As the legal battle over the multi-million-dollar Hosea Kutako International Airport ground handling tender continues, Menzies Aviation has once more filed an application in the High Court.
Menzies is asking the High Court leave to petition the Supreme Court over a recent judgement delivered by judge Shafimana Ueitele on 3 October.
In this judgement, Ueitele dismissed Menzies’ application with costs, where it wanted to execute the court’s ruling of 8 August, despite it and its competitor Paragon having lodged appeals against that ruling.
However, the court ordered the Namibia Airports Company (NAC) to allow Menzies to have access to its cargo at HKIA.
In the 8 August ruling, the court said NAC’s eviction notice to Menzies was unreasonable. The court suggested that a 30-day eviction notice would be reasonable.
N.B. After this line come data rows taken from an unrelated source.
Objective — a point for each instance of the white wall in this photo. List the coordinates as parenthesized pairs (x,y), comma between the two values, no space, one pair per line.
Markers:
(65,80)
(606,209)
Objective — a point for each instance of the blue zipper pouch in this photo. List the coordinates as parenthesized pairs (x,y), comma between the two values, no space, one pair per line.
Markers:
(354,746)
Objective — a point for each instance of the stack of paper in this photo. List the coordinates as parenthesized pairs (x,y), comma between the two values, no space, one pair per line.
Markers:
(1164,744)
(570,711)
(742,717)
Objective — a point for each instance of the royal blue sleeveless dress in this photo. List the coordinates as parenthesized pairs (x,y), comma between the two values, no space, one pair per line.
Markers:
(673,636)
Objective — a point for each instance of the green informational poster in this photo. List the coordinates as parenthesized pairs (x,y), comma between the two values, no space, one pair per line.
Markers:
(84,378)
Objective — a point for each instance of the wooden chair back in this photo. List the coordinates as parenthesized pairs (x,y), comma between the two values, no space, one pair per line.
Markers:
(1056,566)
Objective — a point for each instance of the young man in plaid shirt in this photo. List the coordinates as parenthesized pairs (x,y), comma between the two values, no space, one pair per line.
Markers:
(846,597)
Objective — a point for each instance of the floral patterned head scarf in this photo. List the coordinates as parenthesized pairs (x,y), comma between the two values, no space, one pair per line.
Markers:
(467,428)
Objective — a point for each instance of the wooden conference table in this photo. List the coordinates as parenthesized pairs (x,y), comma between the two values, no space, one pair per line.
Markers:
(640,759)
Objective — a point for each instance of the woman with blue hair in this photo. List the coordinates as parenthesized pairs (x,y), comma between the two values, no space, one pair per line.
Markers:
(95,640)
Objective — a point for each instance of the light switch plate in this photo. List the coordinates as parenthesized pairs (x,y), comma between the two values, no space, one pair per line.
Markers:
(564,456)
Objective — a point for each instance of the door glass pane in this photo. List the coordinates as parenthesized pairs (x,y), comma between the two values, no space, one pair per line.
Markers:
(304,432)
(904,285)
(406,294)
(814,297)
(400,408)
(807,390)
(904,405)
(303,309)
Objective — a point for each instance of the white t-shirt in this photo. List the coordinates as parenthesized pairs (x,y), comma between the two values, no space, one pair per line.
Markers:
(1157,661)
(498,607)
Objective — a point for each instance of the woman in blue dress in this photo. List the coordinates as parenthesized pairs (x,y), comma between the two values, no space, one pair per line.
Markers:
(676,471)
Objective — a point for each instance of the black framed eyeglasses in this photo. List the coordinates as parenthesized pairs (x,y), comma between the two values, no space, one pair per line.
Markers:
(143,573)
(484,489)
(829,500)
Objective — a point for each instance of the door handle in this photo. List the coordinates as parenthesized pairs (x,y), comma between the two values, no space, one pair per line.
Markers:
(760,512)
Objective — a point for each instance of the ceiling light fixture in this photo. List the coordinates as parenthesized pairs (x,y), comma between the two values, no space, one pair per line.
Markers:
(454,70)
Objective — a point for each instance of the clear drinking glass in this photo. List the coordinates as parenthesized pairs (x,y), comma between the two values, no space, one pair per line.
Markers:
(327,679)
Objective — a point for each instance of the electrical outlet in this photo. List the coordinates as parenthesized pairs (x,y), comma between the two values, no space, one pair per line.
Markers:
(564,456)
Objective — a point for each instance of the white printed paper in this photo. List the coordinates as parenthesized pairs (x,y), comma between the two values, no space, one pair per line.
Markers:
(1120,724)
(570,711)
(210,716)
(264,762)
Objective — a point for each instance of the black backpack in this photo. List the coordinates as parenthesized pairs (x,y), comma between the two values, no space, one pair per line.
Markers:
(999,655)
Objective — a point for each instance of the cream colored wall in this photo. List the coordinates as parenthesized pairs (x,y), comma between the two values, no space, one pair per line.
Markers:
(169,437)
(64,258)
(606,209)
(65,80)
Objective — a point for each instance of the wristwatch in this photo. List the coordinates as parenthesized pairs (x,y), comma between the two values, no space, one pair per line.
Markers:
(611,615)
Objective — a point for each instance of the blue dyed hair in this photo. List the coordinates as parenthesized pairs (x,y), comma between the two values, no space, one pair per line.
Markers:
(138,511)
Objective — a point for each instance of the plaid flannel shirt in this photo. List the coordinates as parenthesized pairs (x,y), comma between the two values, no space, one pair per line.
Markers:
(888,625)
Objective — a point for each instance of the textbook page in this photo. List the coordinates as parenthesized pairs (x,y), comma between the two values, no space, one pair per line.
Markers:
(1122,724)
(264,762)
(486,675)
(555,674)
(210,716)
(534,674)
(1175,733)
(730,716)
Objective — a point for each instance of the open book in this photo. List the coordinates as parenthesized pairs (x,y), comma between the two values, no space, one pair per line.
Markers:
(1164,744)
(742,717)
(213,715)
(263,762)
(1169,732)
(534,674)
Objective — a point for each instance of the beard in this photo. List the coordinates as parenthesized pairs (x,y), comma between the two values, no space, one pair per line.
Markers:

In the latest application, Menzies is claiming that Ueitele erred in his 3 October ruling when he concluded that it and Paragon have both filed appeals against the 8 August ruling.
According to Menzies, the judge ignored the facts presented, stating that Paragon’s presence at HKIA caused irreparable harm – not only to it but to the public and Namibia.
Uietele further erred when he granted limited permission to Menzies to return to the warehouse, which they submitted.
“He allowed himself to be persuaded and indeed erroneously took this fact into consideration – by the NAC’s claim that it will earn less from Menzies than from Paragon,” reads Menzies’ notice of motion.
Furthermore, Ueitele accepted that Paragon’s cross-appeal was arguable.
Thus, the aviation company wants to be allowed to ask the Supreme Court to set aside the orders of 3 October.
NAC and joint venture partners Paragon and Ethiopian Airlines have noted the intention to oppose the application.
Yesterday, the court set down the matter for hearing before Ueitele to be held on 4 December.
Menzies has been embroiled in a legal battle with NAC after it lost out on a ground handling tender to a joint venture between Paragon Investment and JV Ethiopia in December 2021.
It now has a pending review application before the High Court, where it wants the court to declare that NAC is a category one public entity, and in terms of the law may not handle a bidding process of a tender, which exceeds N$25 million.
According to Menzies, the tender handled by NAC and awarded to the joint venture exceeds the threshold, suggesting the Central Procurement Board of Namibia should have handled the bidding process.
The company also wants the court to review and set aside NAC’s decision to declare its bid invalid because it failed to initial all its pages and certify its registration documents.
Apart from the decisions to be reviewed, Menzies wants section 4(2) of the Public Procurement Act, 15 of 2015 declared unconstitutional.
This matter will be heard on 1 December.